- Born: June 7, 1966 (age 59)
- Occupations: Actress and model
- Years active: 1983–present
- Spouse: Stephan Wolfert

= Dawn Stern =

American film, television, and theater actress

Dawn Stern (born )is an American film television theater actress.

==Early life and education==
Stern's mother and stepfather are Nancy and Darrel Ziegler. She has a sister and a brother. She graduated from O'Fallon High School in 1985 and graduated from Southern Illinois University at Edwardsville with a BS in Theatre Performance and Broadcast Communications (TV/Radio).

==Career==
Stern worked as a model with Elite Chicago. She was named one of nine finalists in Revlon's Most Unforgettable Women contest in 1990. In 1992–1993, competing as a spokesmodel, Stern won 10 shows and the semifinal round in Ed McMahon's Star Search '93. In 1996, she moved to Los Angeles, and within six months was appearing as Angela Collins on 413 Hope St., a dramatic television series about an urban teen crisis center, on the Fox network; and Allie Farrow on Viper, a science-fiction television series on the UPN broadcast network. From 2003 to 2004, Stern starred as Callista (Callie) Larkadia in Starhunter 2300, a Canadian science-fiction television series, and scored a recurring role as Vanessa Lerner on the soap opera The Young and the Restless. Most recently, Stern appeared as Cat Ingerslev in a 2012 episode of the HBO television series True Blood.
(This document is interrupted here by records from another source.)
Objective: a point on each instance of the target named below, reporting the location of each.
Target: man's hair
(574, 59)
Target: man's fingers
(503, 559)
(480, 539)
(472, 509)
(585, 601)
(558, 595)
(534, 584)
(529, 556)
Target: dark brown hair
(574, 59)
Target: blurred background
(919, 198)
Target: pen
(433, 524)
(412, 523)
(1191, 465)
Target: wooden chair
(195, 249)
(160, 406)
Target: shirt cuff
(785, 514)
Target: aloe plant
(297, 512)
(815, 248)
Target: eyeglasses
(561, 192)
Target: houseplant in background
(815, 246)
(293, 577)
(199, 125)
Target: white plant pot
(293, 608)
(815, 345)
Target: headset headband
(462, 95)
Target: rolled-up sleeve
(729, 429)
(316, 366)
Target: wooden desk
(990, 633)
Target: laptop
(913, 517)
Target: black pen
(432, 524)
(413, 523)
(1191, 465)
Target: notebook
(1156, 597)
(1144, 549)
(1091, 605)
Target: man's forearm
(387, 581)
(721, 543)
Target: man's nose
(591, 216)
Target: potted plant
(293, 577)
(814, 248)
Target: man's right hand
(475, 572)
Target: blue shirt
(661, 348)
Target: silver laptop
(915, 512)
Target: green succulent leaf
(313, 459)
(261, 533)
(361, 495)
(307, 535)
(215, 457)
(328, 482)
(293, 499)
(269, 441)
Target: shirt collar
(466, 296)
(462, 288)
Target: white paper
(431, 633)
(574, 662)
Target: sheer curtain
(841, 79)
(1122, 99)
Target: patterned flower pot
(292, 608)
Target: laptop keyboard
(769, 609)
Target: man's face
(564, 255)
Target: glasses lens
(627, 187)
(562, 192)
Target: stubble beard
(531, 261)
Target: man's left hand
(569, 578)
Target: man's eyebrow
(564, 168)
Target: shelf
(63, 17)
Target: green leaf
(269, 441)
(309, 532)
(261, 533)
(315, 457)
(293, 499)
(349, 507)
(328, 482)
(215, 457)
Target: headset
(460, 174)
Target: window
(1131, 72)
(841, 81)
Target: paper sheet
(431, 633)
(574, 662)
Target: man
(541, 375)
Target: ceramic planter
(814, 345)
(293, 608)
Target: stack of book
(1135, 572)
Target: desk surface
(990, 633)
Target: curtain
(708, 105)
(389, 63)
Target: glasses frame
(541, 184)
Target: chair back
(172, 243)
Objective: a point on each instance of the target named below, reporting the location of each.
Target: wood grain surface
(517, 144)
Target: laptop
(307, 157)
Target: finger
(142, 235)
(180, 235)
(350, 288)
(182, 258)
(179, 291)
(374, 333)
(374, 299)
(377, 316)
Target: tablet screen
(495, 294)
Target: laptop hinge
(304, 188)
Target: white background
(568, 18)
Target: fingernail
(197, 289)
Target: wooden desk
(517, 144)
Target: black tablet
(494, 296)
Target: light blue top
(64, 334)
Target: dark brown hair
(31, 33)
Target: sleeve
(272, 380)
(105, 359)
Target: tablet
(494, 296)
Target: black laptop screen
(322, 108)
Stern built a seventeen-year television acting career which includes six pilots, three series regular gigs, over 30 guest star appearances and two films: The Fugitive and Original Gangstas. Currently, she is the COO of DE-CRUIT. Dawn was co-chair of the IDEA Committee for Shakespeare Theatre Association 2021-2023.

==Personal life==
She is married to Stephan Wolfert, Actor/Writer/Director, founder of DE-CRUIT.